When I run that on my computer I get the following output (the datetime stamps are all the same because the library doesn't update as fast as the loop runs, but they do change over time if it runs long enough):

Total updates:       1 - Delay: 0.0000
Run time: 0.0 sec
Run rate: 1037 records / sec

  ('abc', 0.3580169831137039, 0.1706733746466279, '2024-03-17 11:06:17.783886', '2024-03-17 11:06:17.783886')
  ('cde', 0.4308290581033847, 0.5299851442933575, '2024-03-17 11:06:17.783886', '2024-03-17 11:06:17.783886')
  ('efg', 0.5717282162497984, 0.3937017895708135, '2024-03-17 11:06:17.783886', '2024-03-17 11:06:17.783886')
  ('ghi', 0.10451352945842662, 0.8847603628697307, '2024-03-17 11:06:17.783886', '2024-03-17 11:06:17.783886')
  ('ijk', 0.5424993028653913, 0.8936337862898509, '2024-03-17 11:06:17.783886', '2024-03-17 11:06:17.783886')
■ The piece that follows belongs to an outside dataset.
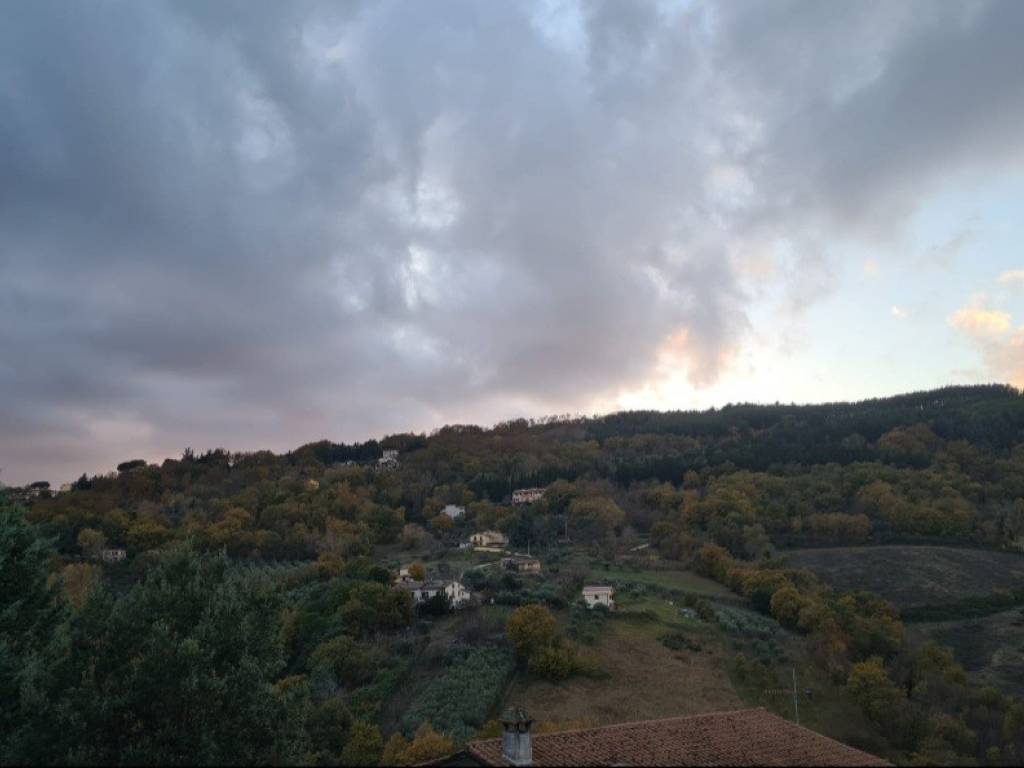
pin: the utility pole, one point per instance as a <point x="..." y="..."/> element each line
<point x="790" y="691"/>
<point x="796" y="705"/>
Total updates:   10000 - Delay: 0.0001
Run time: 1.1 sec
Run rate: 9513 records / sec

Total updates:  1000000 - Delay: 0.0000
Run time: 6.2 sec
Run rate: 162452 records / sec

Tested with Python 3.11.4 on Windows 10 with i9-10900K and SSD. Lower Python, processor or disk will likely lower the performance some.

You can also adjust this with relatively little effort to start a new sqlite database for each day, so that you aren't just making huge databases, and make it a little easier to work with later, or any of a number of other small changes.

Let me know if you have any questions.